By Mark C. Scholz, MD // Prostate Oncology Specialists

Since prostate cancer is predominantly a slow growing and asymptomatic disease, emergencies directly caused by prostate cancer are relatively rare. But there are a few conditions that can arise and it is good to be aware of them. Dr. Scholz highlights a few of these emergency conditions.

All jobs have their pros and cons. Good pay versus bad hours; tough bosses versus a nice work environment; and so on. One thing I really like about specializing in prostate cancer is that emergencies are very rare. My job requires making important decisions about people’s health, but the slow pace of prostate cancer gives plenty of time to think and reflect about the advice I render. What I don’t like about emergencies is that they demand immediate action. People get rushed by the urgency of the situation, thinking gets clouded and mistakes are made.* In the world of surgery or emergency medicine, for example, mistakes are common. When doctors make mistakes, people suffer.

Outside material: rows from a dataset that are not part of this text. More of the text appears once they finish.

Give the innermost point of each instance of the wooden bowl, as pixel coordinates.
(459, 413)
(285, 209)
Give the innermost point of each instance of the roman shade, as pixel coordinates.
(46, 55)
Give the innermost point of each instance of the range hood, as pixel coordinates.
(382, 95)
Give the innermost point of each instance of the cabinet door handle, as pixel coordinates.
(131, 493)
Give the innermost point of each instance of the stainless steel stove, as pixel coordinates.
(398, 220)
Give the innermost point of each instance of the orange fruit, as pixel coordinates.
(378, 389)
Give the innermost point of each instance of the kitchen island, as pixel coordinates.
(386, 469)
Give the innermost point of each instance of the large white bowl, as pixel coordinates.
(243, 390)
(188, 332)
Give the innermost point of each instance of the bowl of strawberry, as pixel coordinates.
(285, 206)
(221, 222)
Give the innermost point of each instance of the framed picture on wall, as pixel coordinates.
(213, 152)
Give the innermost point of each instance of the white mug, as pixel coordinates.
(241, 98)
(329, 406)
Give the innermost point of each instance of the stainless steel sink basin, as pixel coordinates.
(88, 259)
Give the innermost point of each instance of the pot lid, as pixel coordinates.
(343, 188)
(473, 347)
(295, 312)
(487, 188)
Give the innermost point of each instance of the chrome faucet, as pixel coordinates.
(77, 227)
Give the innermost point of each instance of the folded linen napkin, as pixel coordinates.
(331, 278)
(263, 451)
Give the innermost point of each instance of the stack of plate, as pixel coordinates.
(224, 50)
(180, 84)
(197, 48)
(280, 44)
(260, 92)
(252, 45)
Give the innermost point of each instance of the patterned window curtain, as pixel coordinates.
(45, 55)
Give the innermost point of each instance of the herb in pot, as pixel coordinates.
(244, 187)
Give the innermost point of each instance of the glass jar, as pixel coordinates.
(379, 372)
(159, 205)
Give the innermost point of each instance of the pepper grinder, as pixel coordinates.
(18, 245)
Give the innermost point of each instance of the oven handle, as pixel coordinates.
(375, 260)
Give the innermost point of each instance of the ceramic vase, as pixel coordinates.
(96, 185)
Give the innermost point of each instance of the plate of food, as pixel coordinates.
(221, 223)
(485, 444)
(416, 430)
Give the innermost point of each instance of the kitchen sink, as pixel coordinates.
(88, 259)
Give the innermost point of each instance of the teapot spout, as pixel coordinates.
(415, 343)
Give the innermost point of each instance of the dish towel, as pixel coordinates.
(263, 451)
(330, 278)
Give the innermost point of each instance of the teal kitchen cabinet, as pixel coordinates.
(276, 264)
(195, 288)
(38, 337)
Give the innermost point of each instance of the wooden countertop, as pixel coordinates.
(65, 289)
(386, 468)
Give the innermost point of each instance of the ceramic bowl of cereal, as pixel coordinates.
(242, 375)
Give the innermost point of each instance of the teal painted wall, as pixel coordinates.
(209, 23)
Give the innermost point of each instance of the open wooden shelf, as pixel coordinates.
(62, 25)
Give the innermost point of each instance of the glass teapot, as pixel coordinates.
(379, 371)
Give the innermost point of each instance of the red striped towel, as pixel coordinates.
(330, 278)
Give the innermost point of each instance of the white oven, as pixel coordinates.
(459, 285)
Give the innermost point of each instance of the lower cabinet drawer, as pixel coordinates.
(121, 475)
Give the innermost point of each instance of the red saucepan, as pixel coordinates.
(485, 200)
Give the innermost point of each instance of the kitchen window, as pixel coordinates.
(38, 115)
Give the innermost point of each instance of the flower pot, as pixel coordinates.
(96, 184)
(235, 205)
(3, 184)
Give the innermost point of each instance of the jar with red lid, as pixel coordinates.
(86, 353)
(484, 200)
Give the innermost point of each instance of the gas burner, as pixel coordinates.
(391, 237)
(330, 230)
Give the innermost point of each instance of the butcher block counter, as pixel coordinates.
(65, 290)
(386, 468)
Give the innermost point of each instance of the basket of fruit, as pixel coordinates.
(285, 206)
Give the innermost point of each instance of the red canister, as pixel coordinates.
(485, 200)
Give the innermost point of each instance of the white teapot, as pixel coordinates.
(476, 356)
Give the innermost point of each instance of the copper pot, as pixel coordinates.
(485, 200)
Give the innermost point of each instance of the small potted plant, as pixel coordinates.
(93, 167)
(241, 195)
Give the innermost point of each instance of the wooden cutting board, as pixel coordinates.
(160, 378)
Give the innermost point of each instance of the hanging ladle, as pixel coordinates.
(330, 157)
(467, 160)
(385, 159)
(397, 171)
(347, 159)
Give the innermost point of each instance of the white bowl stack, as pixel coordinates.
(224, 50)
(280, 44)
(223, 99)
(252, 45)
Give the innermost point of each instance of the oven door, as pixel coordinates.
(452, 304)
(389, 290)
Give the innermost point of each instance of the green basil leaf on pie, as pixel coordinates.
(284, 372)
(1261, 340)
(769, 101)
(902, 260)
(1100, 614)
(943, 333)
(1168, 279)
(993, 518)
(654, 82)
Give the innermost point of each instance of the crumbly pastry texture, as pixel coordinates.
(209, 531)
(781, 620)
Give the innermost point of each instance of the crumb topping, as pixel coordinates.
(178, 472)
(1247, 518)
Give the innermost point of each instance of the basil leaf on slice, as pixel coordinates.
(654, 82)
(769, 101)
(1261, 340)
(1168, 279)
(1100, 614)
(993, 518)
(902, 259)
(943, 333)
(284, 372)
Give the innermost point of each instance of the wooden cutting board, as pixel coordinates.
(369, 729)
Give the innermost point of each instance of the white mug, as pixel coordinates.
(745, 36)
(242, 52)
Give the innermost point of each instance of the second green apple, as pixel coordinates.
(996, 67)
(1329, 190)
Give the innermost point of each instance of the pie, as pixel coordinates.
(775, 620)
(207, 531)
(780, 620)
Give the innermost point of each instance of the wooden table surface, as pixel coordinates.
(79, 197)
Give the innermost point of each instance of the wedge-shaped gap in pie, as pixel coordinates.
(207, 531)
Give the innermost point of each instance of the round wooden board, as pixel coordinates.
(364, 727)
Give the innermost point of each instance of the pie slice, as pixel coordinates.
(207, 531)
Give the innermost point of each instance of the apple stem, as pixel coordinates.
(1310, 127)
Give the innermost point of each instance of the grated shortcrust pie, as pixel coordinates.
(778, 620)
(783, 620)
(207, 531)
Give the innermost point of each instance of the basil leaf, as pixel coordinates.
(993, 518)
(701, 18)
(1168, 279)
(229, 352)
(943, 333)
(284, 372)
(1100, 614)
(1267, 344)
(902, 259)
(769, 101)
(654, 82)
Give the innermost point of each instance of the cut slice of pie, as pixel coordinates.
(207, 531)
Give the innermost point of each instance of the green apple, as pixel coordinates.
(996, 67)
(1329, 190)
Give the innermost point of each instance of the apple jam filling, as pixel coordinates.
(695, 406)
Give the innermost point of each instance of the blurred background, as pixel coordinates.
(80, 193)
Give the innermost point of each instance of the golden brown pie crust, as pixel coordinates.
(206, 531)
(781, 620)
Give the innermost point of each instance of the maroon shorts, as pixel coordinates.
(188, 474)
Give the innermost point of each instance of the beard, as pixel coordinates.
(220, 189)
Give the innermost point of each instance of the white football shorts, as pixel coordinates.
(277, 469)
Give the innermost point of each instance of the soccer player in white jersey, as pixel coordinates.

Managing men with prostate cancer certainly presents many emotional and intellectual challenges. Time pressure, thankfully, is rarely the issue. Recently, however, I got a call and was reminded about the exception to the rule, an emergency that everyone with metastatic prostate cancer needs to know about. A support group leader in Phoenix called me for advice about a mysterious situation faced by a man in his support group. Apparently, this individual had developed unexplained weakness in his legs for the last six weeks. He was also having trouble controlling his urinary function. He was concerned. The doctors seemed mystified as to the cause. He wanted to know if I had any ideas about what might be going on. 

Even before he finished speaking a hopeless feeling started to rise in me. He was describing the common symptoms of spinal cord compression. Pressure from progressive cancer in the spine was pushing on the spinal cord choking off its blood supply. Without immediate treatment paralysis usually becomes permanent. He did say a neurologist had been consulted the preceding day though he had not heard yet what the doctor was recommending. I assured him that any competent neurologist would know exactly what to do. Since I did not have all the medical details I refrained from telling him that his friend's symptoms were likely to be irreversible.


Spinal cord compression is a disaster. However, knowledgeable patients and doctors who act quickly can prevent it. What are the symptoms that men with metastatic cancer should be aware of?

New, sudden onset or sharply increased intensity of pain in the spine

New, sudden onset of weakness or numbness in the legs

New, sudden loss of urinary control or bowel control

The “suddenness” is related to the progressively enlarging tumor in the spine pressing on the spinal cord, “pinching” the cord against the bony wall of the spinal canal, cutting off the blood supply. Without blood, the cord will die. All nervous control of all the functions of the body below the level of compression will be lost. 

Since cord compression is a medical emergency, men with metastatic disease who suddenly develop a new persistent pain in the spine should contact their doctors immediately or go to the emergency room. Whether or not the spine pain is due to cord compression can be determined by performing an MRI scan. If cord compression is confirmed, treatment with high dose cortisone is begun and the tumor is treated with emergency radiation or surgery. If cord compression is diagnosed and treated in a timely fashion the symptoms are 100% reversible. 


In the interest of completeness, let me briefly relate the only other prostate-cancer-related emergency I am aware of. This situation only relates to men who are taking chemotherapy. Chemotherapy causes transient, cyclical suppression of the immune system. A patient’s vulnerable period occurs about one week after the infusion is administered. If men develop a fever during this time period, they need a CBC blood test to measure their white blood cell count. If the white blood cell count is too low, antibiotics should be started. Otherwise, the infection could become life-threatening.


I find the emotions of anxiety and fear unpleasant, clouding thinking and leading to mistakes in judgment. The generally slow-paced world of prostate cancer, therefore suits my personality just fine. A mental alarm needs to go off, however, when men with metastatic disease develop new-onset spine pain or a fever after chemotherapy. If one’s doctor cannot be reached, a trip to the emergency room is needed. 

I have also been preparing for many years, ever since the Viagra commercials came out, to intervene on behalf of my patients who develop 4-hour erections. If I ever hear of one, I’ll be sure to write that story as well.